After obtaining informed consent, a member of the research team administered questionnaires, rating scales, and a smoking history, which assessed years smoking, number of quit attempts, and current and past use levels. After completion of the assessments, participants were provided with a health assessment by a nurse to ensure ability to use nicotine replacement therapy (NRT) Nicorderm CQ™ patch, smoking level for Nicoderm CQ™ 10-week program, and to confirm overall health status. Participants were provided over-the-counter (OTC) NicodermCQ™ patches by a licensed nurse. Dosing schedule followed GlaxoSmithKline’s recommendation of a 21-mg patch for Weeks 1–6, 14-mg patch for Weeks 7–8, and 7-mg patch for Weeks 9–10. Participants were then instructed to return to the clinic weekly, for the duration of the study, to meet with the nurse to receive new nicotine patches and complete assessments.

Treatment Conditions

The study design was a randomized two-group design. Participants were randomly assigned to two treatment conditions. Condition 1 (NRT only) group received NRT patches and weekly nursing visits. Condition 2 (NRT + behavioral therapy) received patch and weekly behavioral smoking cessation therapy. Since the purpose of this study is to determine the feasibility of using VR-NCRAS rather than treatment modality, both groups were combined into one group for analysis.

Cue Reactivity Assessment

At baseline (before receiving nicotine patch), Week 4, and Week 10, all participants were assessed for cue reactivity using the VR-NCRAS (Bordnick et al., 2004). Upon arrival at the research center, participants underwent a 15-min VR acclimation session to help provide familiarity with the VR experience, assessment scales, and study procedures. A 10-min break was given after VR acclimation in the lab, during initial VR-NCRAS assessment. Participants then entered the testing room and were seated in a comfortable, nonreclining chair placed upon a vibration platform (Virtually Better, Decatur, GA). Participants were asked to put on a VR head-mounted display and tracker (eMagin, Hopewell Junction, NY). Participants held a game pad controller (P3000, Saitek, Torrence, CA) in their dominant hand to allow for responses on the visual analog scales at the end of each cue room. The ambient lighting was then turned off and the VR experimental path, including each participant’s preferred cigarette brand type in the VR smoking environments, was preselected. Participants then relaxed for 5 min, with classical music playing while the screens were dark, until the VR-NCRAS trial began.
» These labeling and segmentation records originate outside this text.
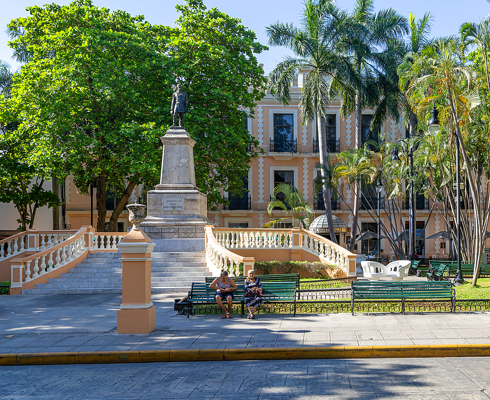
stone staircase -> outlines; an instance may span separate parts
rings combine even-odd
[[[203,253],[155,253],[151,254],[151,293],[188,292],[193,282],[211,276]],[[48,283],[24,289],[23,294],[121,294],[122,269],[120,252],[89,254],[76,268]]]

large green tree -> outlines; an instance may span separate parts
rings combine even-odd
[[[264,48],[239,20],[206,12],[200,0],[177,8],[174,29],[90,0],[29,7],[29,16],[8,25],[10,45],[25,64],[3,118],[19,124],[26,146],[35,144],[26,161],[49,159],[82,192],[97,185],[98,231],[106,230],[108,188],[118,192],[107,227],[114,231],[135,186],[158,182],[158,138],[172,124],[177,82],[191,99],[186,125],[197,142],[197,184],[210,202],[219,201],[221,187],[240,190],[256,154],[246,150],[257,143],[244,129],[243,110],[262,93],[252,53]]]
[[[391,53],[397,51],[396,48],[402,36],[408,31],[406,18],[394,9],[381,10],[377,13],[374,9],[374,0],[357,0],[352,12],[344,13],[337,22],[337,28],[343,31],[338,51],[348,57],[359,77],[352,80],[349,76],[343,76],[341,71],[336,77],[336,81],[344,82],[338,88],[343,116],[346,117],[353,112],[355,114],[356,150],[363,145],[363,109],[375,108],[379,105],[387,63],[393,58]],[[392,111],[399,118],[396,108]],[[361,190],[361,185],[358,184],[354,191],[353,238],[356,234]],[[354,245],[354,241],[351,241],[349,251],[353,250]]]
[[[223,189],[241,194],[242,178],[257,155],[258,141],[244,121],[265,94],[266,79],[254,54],[267,48],[239,19],[207,10],[202,0],[176,8],[180,27],[168,54],[177,61],[176,76],[189,97],[185,125],[197,142],[197,184],[212,206],[222,201]]]
[[[328,149],[325,119],[330,100],[328,80],[336,74],[352,77],[348,60],[336,50],[339,36],[335,29],[339,10],[333,1],[305,0],[301,28],[277,22],[266,28],[269,43],[286,46],[295,57],[286,57],[269,75],[269,89],[285,105],[291,100],[291,81],[298,73],[309,71],[299,101],[303,124],[316,120],[320,144],[320,164],[325,165]],[[323,180],[322,191],[330,240],[337,243],[332,218],[331,186]]]

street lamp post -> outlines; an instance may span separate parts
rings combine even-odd
[[[378,257],[381,255],[381,248],[379,243],[379,237],[380,235],[381,226],[380,226],[380,209],[381,203],[381,191],[383,190],[383,183],[381,183],[381,178],[378,178],[376,182],[376,191],[378,192]]]
[[[436,103],[430,111],[430,119],[429,120],[429,131],[434,136],[439,133],[440,124],[438,118],[439,112],[436,108]],[[457,286],[465,283],[461,272],[461,185],[460,183],[460,143],[459,137],[456,135],[456,238],[458,253],[458,269],[456,276],[454,278],[454,285]]]
[[[409,149],[408,143],[402,139],[400,139],[395,143],[395,147],[392,150],[392,164],[393,166],[396,168],[398,166],[400,162],[400,158],[398,156],[398,149],[396,145],[399,143],[403,143],[405,146],[407,151],[407,163],[410,166],[410,236],[409,242],[409,253],[410,258],[411,259],[415,254],[415,213],[414,207],[414,151],[411,148]]]

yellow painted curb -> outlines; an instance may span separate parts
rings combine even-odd
[[[267,349],[201,349],[0,354],[0,366],[122,363],[489,357],[490,344],[331,346]]]

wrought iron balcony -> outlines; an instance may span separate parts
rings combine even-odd
[[[339,210],[337,200],[332,199],[331,202],[332,210]],[[324,210],[325,202],[323,201],[323,198],[320,197],[318,199],[313,199],[313,208],[315,210]]]
[[[340,153],[340,139],[336,140],[327,141],[327,151],[329,153]],[[320,144],[316,139],[313,139],[313,151],[314,153],[320,152]]]
[[[225,204],[225,210],[251,210],[252,198],[250,196],[230,196],[225,198],[230,203]]]
[[[361,202],[360,205],[361,210],[376,210],[378,208],[378,197],[363,196],[362,201]],[[381,209],[385,208],[384,195],[381,196],[379,202],[379,208]]]
[[[276,153],[297,153],[297,140],[275,137],[269,139],[269,151]]]

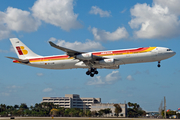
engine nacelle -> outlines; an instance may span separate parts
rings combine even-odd
[[[80,60],[92,60],[93,54],[92,53],[83,53],[80,55],[76,55],[76,59]]]
[[[100,65],[113,65],[114,59],[103,59],[99,61]]]

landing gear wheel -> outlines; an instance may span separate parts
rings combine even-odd
[[[98,71],[94,71],[94,74],[96,74],[96,75],[97,75],[97,74],[98,74]]]
[[[91,74],[90,74],[90,76],[91,76],[91,77],[94,77],[94,74],[93,74],[93,73],[91,73]]]
[[[91,73],[91,72],[88,70],[88,71],[86,72],[86,75],[90,75],[90,73]]]

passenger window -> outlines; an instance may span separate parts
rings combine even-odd
[[[172,51],[171,49],[167,49],[167,51]]]

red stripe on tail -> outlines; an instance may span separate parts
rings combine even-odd
[[[21,48],[19,46],[17,46],[16,49],[17,49],[19,55],[23,55],[23,52],[21,51]]]

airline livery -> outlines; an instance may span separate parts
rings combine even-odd
[[[160,61],[174,56],[176,53],[165,47],[141,47],[133,49],[111,50],[101,52],[80,52],[61,47],[49,42],[52,47],[66,52],[66,55],[40,56],[31,51],[18,38],[10,39],[18,58],[14,63],[20,63],[47,69],[88,68],[87,75],[98,74],[97,69],[118,69],[120,65]]]

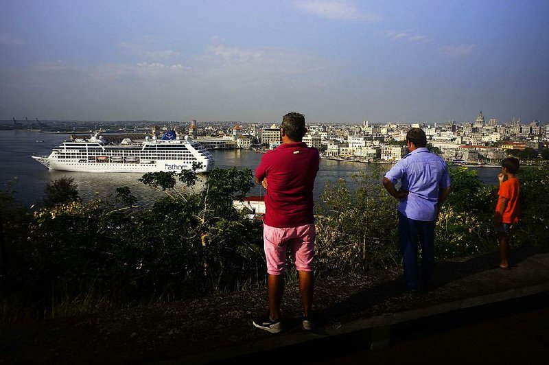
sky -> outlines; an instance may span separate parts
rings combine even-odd
[[[0,119],[549,122],[548,0],[2,0]]]

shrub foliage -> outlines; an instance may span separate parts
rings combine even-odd
[[[467,168],[450,174],[452,190],[436,228],[437,259],[496,250],[497,187]],[[374,168],[354,177],[353,191],[343,180],[325,187],[316,211],[317,275],[401,265],[397,202],[381,178]],[[524,169],[519,179],[522,215],[512,245],[546,245],[549,172]],[[250,170],[214,169],[198,192],[189,189],[198,180],[194,172],[140,180],[165,196],[142,209],[123,187],[112,202],[84,202],[73,181],[58,180],[47,187],[43,206],[29,211],[10,191],[0,192],[3,322],[264,285],[261,223],[233,205],[251,188]]]

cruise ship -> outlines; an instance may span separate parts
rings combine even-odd
[[[78,172],[176,172],[200,166],[197,172],[213,167],[211,154],[189,136],[183,139],[169,130],[161,138],[145,137],[121,143],[107,142],[99,134],[88,139],[73,139],[56,147],[49,156],[33,158],[51,170]]]

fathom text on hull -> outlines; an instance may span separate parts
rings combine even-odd
[[[192,169],[197,172],[211,170],[213,156],[189,136],[180,139],[169,130],[161,139],[145,137],[121,143],[107,142],[95,134],[88,139],[65,141],[56,147],[49,156],[33,158],[51,170],[78,172],[156,172]]]

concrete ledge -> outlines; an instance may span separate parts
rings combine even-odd
[[[328,326],[314,331],[281,334],[266,340],[231,346],[222,350],[218,350],[215,352],[196,354],[177,360],[162,362],[161,364],[207,364],[242,356],[243,354],[253,355],[274,349],[317,341],[321,339],[364,330],[371,331],[371,342],[370,344],[365,343],[365,348],[369,347],[371,349],[375,351],[388,346],[390,327],[393,325],[437,314],[449,314],[459,309],[524,298],[546,292],[549,292],[549,283],[436,304],[417,309],[375,316],[343,323],[339,327]]]

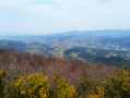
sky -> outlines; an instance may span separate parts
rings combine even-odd
[[[0,0],[0,35],[130,29],[130,0]]]

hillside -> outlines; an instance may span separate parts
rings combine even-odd
[[[123,66],[130,63],[130,30],[72,30],[51,35],[7,36],[0,48],[17,52]],[[3,40],[4,39],[4,40]]]
[[[0,97],[127,98],[129,84],[123,69],[0,49]]]

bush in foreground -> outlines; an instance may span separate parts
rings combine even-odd
[[[129,98],[130,73],[123,68],[102,83],[83,78],[79,87],[55,72],[52,81],[42,72],[15,76],[14,83],[5,81],[7,71],[0,70],[0,98]]]

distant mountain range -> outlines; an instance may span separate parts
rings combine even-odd
[[[1,36],[0,48],[17,52],[122,66],[130,63],[130,29],[72,30],[51,35]]]

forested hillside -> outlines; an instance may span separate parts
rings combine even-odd
[[[115,66],[0,49],[0,69],[3,98],[130,97],[129,70]]]

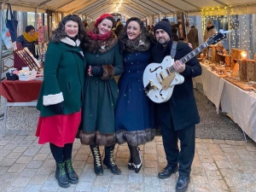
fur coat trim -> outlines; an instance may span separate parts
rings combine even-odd
[[[113,79],[114,75],[114,69],[113,67],[111,65],[103,65],[102,66],[103,74],[101,78],[103,80],[108,80]]]
[[[63,101],[64,101],[64,97],[62,92],[43,96],[43,104],[44,106],[55,105]]]
[[[99,146],[109,147],[116,143],[114,134],[104,134],[99,131],[79,133],[80,142],[84,145],[97,144]]]
[[[124,130],[115,133],[117,143],[127,143],[131,146],[138,146],[151,142],[155,136],[155,129],[145,129],[143,131],[126,131]]]
[[[92,54],[103,54],[110,50],[117,43],[118,38],[113,32],[111,32],[109,38],[106,40],[93,40],[90,37],[85,39],[84,48]]]

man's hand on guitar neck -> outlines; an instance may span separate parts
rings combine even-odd
[[[186,65],[177,60],[173,63],[173,67],[177,72],[183,73],[186,68]]]

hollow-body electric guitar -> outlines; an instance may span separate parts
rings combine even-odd
[[[215,44],[224,38],[226,38],[225,36],[217,32],[179,61],[184,64],[208,45]],[[143,73],[144,90],[153,102],[158,103],[167,102],[172,95],[174,86],[184,82],[183,76],[175,72],[173,63],[173,58],[166,56],[161,63],[151,63],[145,68]]]

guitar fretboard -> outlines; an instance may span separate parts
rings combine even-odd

All participants were exposed to two neutral and two smoking cue environments, with two smoking environments counterbalanced. Exposure was 3 min for each environment with participants being led through the environment on a timed path. After presentation of each environment, participants completed self-report craving and attention ratings, using a game pad hand controller. Rating scales were projected into the VR environment.

Assessments

Craving

A single-item visual analog craving scale was used to measure cigarette craving. Participants rated their current level of craving in response to the prompt, “Indicate your greatest craving for smoking,” by selecting a position along a line anchored on the left by not at all and on the right by extremely.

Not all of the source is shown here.